Pinging between nodes does not show there is connectivity. Can you telnet to port 9300 on the other nodes in the cluster from every node and get an appropriate error (am not expecting telnet to succeed due to security, but it should be able to reach the port)?

From the first node(EC2) I get

[ec2-user@ip-10-0-0-100 ~]$ telnet 10.0.16.100 9300
Trying 10.0.16.100...
Connected to 10.0.16.100.
Escape character is '^]'.

From the second node(EC2) I get

[ec2-user@ip-10-0-16-100 ~]$ telnet 10.0.0.100 9300
Trying 10.0.0.100...
Connected to 10.0.0.100.
Escape character is '^]'

That seems fine.
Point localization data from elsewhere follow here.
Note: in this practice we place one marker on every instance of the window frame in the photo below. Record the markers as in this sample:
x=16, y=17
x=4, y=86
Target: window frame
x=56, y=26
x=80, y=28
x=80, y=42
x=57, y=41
What is in the Elasticsearch logs around your configured EC2 discovery when the node starts up?

As an example from the logs when instances boot

[2023-05-18T08:55:33,532][WARN ][o.e.x.c.s.t.n.SecurityNetty4Transport] [elastic-1a] client did not trust this server's certificate, closing connection Netty4TcpChannel{localAddress=/10.0.0.100:9300, remoteAddress=/10.0.16.100:42124, profile=default}

Another log
[2023-05-18T08:55:33,775][WARN ][o.e.c.s.DiagnosticTrustManager] [elastic-1a] failed to establish trust with server at [<unknown host>]; the server provided a certificate with subject name [CN=ip-10-0-16-100.eu-central-1.compute.internal], fingerprint [13d8fa575d0f2551f0b54375b061aadc26084ced], no keyUsage and no extendedKeyUsage; the certificate is valid between [2023-05-18T08:53:41Z] and [2122-04-24T08:53:41Z] (current time is [2023-05-18T08:55:33.775404267Z], certificate dates are valid); the session uses cipher suite [TLS_AES_256_GCM_SHA384] and protocol [TLSv1.3]; the certificate does not have any subject alternative names; the certificate is issued by [CN=Elasticsearch security auto-configuration HTTP CA]; the certificate is signed by (subject [CN=Elasticsearch security auto-configuration HTTP CA] fingerprint [ba3e965eb9a259c3823bb5a9222f1e8055d56596]) which is self-issued; the [CN=Elasticsearch security auto-configuration HTTP CA] certificate is not trusted in this ssl context ([xpack.security.transport.ssl (with trust configuration: StoreTrustConfig{path=certs/transport.p12, password=<non-empty>, type=PKCS12, algorithm=PKIX})]); this ssl context does trust a certificate with subject [CN=Elasticsearch security auto-configuration HTTP CA] but the trusted certificate has fingerprint [4aa66b94e99bf53d5ef73f82d1c3c2e7d6cccc1f] sun.security.validator.ValidatorException: PKIX path validation failed: java.security.cert.CertPathValidatorException: Path does not chain with any of the trust anchors

Another log
[2023-05-18T08:55:33,778][WARN ][o.e.t.TcpTransport ] [elastic-1a] exception caught on transport layer [Netty4TcpChannel{localAddress=/10.0.0.100:42294, remoteAddress=/10.0.16.100:9300, profile=default}], closing connection io.netty.handler.codec.DecoderException: javax.net.ssl.SSLHandshakeException: PKIX path validation failed: java.security.cert.CertPathValidatorException: Path does not chain with any of the trust anchors

  • certificate is not trusted in this ssl context
  • PKIX path validation failed: java.security.cert.CertPathValidatorException: Path does not chain with any of the trust anchors

Check path & permissions to the root certificate

I guess you mean the following

[ec2-user@ip-10-0-0-100 ~]$ sudo ls -la /etc/elasticsearch/certs
total 40
drwxr-x---. 2 root elasticsearch    62 May 18 08:54 .
drwxr-s---. 5 root elasticsearch 16384 May 18 08:54 ..
-rw-rw----. 1 root elasticsearch 10109 May 18 08:54 http.p12
-rw-rw----. 1 root elasticsearch  1915 May 18 08:54 http_ca.crt
-rw-rw----. 1 root elasticsearch  5854 May 18 08:54 transport.p12

Yes, that, especially http_ca.crt

Really no idea what to change :smiley: , all are the default by elastic

Did you try to google for setting up Elastic with certificates? There are some good tutorials out there!

It also helps to understand how the components work together.

I have managed it by generating a new p12 certificates. Thanks

Good to know, thanks!

This topic was automatically closed 28 days after the last reply. New replies are no longer allowed.